Terre des Hommes est un essai autobiographique dans lequel
Saint-Exupéry aborde ses valeurs humanistes, à travers une série d'histoires de ses voyages, lorsqu'il était aviateur pour l'Aéropostale. Dans divers chapitres, avec une forme sobrement poétique, il relate d'abord les exploits des pionniers de l'aviation comme ceux de Mermoz ou Guillaumet, prêts à mettre en péril leur vie contre des conditions météorologiques dangereuses, pour ouvrir la voie à des nouvelles routes aériennes. L'écrivain en profite pour méditer sur le progrès technologique, dont celui de l'avion, qu'il voit comme un outil pour servir les hommes et non comme une fin en soi. Pour lui, l'Homme est trop obnubilé par un progrès excessif et à tendance à oublier son essence. Aussi, qu'importe le perfectionnement de la machine, l'homme est en conflit permanent avec les éléments fondamentaux, rappelant les diverses réflexions sur le rapport animiste entre le pilote et la planète, car vu du ciel, on retrouve une nature primitive et originelle, tout comme les Hommes que l'on voit différemment.
Plus le fil du livre se suit dans une capsule sensorielle où les réflexions se mêlent avec une mosaïque émotionnelle, plus la notion d'espace-temps devient floue, car l'écriture nous absorbe dans une douceur philosophique et méditative qui ne prend plus en compte les notions de lieux et de temps. C'est le cas lorsque l'auteur, en Argentine, se voit accueillir dans une maison de fermier et voit la vie simple, digne et douce que la famille mène. Un havre de paix qui se transforme toujours en désert, et ce motif du désert est central dans le livre comme le démontre toute la survie de
Saint-Exupery dans un désert après un accident. Gagné par la faim, la soif et le désespoir, il comprend ce qu'est la solitude, ne plus croire en rien, être au bord de la mort et du néant intérieur.

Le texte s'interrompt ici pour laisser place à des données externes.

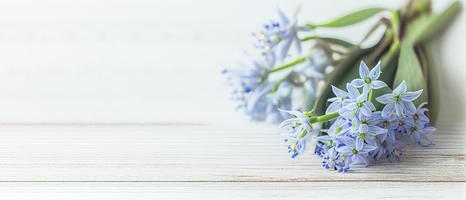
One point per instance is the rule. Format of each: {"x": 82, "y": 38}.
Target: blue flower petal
{"x": 400, "y": 89}
{"x": 363, "y": 70}
{"x": 375, "y": 72}
{"x": 410, "y": 96}
{"x": 387, "y": 110}
{"x": 357, "y": 83}
{"x": 376, "y": 84}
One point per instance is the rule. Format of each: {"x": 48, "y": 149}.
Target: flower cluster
{"x": 358, "y": 132}
{"x": 265, "y": 84}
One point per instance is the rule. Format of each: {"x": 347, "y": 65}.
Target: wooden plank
{"x": 319, "y": 190}
{"x": 200, "y": 153}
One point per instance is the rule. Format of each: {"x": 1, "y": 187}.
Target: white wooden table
{"x": 124, "y": 100}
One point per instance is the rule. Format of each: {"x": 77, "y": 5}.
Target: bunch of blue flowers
{"x": 272, "y": 80}
{"x": 294, "y": 67}
{"x": 352, "y": 116}
{"x": 358, "y": 133}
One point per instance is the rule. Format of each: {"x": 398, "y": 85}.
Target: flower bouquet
{"x": 331, "y": 95}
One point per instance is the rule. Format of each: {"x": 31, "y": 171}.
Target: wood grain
{"x": 201, "y": 153}
{"x": 316, "y": 190}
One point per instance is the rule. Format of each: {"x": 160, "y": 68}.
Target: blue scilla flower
{"x": 342, "y": 98}
{"x": 367, "y": 130}
{"x": 368, "y": 79}
{"x": 354, "y": 155}
{"x": 332, "y": 159}
{"x": 358, "y": 108}
{"x": 399, "y": 101}
{"x": 299, "y": 130}
{"x": 278, "y": 36}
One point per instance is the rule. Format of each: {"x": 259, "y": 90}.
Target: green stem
{"x": 288, "y": 65}
{"x": 324, "y": 118}
{"x": 330, "y": 40}
{"x": 371, "y": 94}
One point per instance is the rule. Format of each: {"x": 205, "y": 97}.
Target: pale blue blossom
{"x": 358, "y": 108}
{"x": 342, "y": 98}
{"x": 299, "y": 131}
{"x": 278, "y": 36}
{"x": 399, "y": 101}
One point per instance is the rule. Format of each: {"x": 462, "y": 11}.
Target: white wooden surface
{"x": 124, "y": 100}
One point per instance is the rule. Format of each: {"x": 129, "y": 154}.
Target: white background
{"x": 155, "y": 61}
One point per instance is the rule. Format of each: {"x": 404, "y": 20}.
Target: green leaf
{"x": 437, "y": 23}
{"x": 347, "y": 70}
{"x": 409, "y": 70}
{"x": 350, "y": 19}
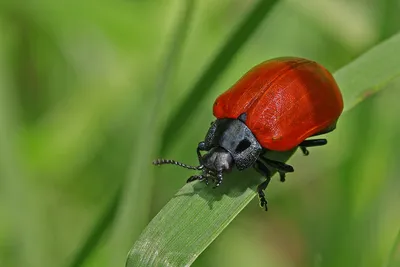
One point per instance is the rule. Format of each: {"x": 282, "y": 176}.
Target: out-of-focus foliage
{"x": 78, "y": 81}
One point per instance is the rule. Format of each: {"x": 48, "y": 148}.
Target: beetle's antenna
{"x": 180, "y": 164}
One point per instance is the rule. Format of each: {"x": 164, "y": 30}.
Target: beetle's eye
{"x": 243, "y": 145}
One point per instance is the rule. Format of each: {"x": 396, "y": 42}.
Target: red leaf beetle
{"x": 277, "y": 105}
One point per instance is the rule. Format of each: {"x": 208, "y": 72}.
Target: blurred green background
{"x": 82, "y": 115}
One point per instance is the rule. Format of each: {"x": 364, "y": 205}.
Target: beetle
{"x": 276, "y": 106}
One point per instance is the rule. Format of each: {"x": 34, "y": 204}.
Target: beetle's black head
{"x": 229, "y": 143}
{"x": 217, "y": 160}
{"x": 233, "y": 136}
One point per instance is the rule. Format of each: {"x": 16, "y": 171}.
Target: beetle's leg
{"x": 311, "y": 143}
{"x": 218, "y": 182}
{"x": 280, "y": 167}
{"x": 261, "y": 168}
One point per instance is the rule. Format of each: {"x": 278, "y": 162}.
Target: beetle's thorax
{"x": 233, "y": 137}
{"x": 218, "y": 160}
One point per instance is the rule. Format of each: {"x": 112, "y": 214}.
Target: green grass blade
{"x": 196, "y": 215}
{"x": 98, "y": 231}
{"x": 216, "y": 68}
{"x": 394, "y": 257}
{"x": 133, "y": 214}
{"x": 371, "y": 72}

Sauvé par un Bédouin, l'auteur consacre aussi ses interrogations sur le mode de vie des peuples autochtones, sur leur notion de liberté, de religion et leur sens de la vie.
Au fond, l'écrivain se demande ce qu'est un homme et quelle est sa vérité. C'est à travers cette philosophie et cette fable de la terre qu'il déroule ses notions de camaraderie et d'amitié, d'héroïsme et de responsabilité, mais surtout de l'inflexibilité exigeante des relations qu'il faut garder pour survivre et qu'il n'y est pas de Mozart assassiné, c'est-à-dire d'enfant vivant dans la misère sociale et n'ayant pas la chance de devenir un grand Homme.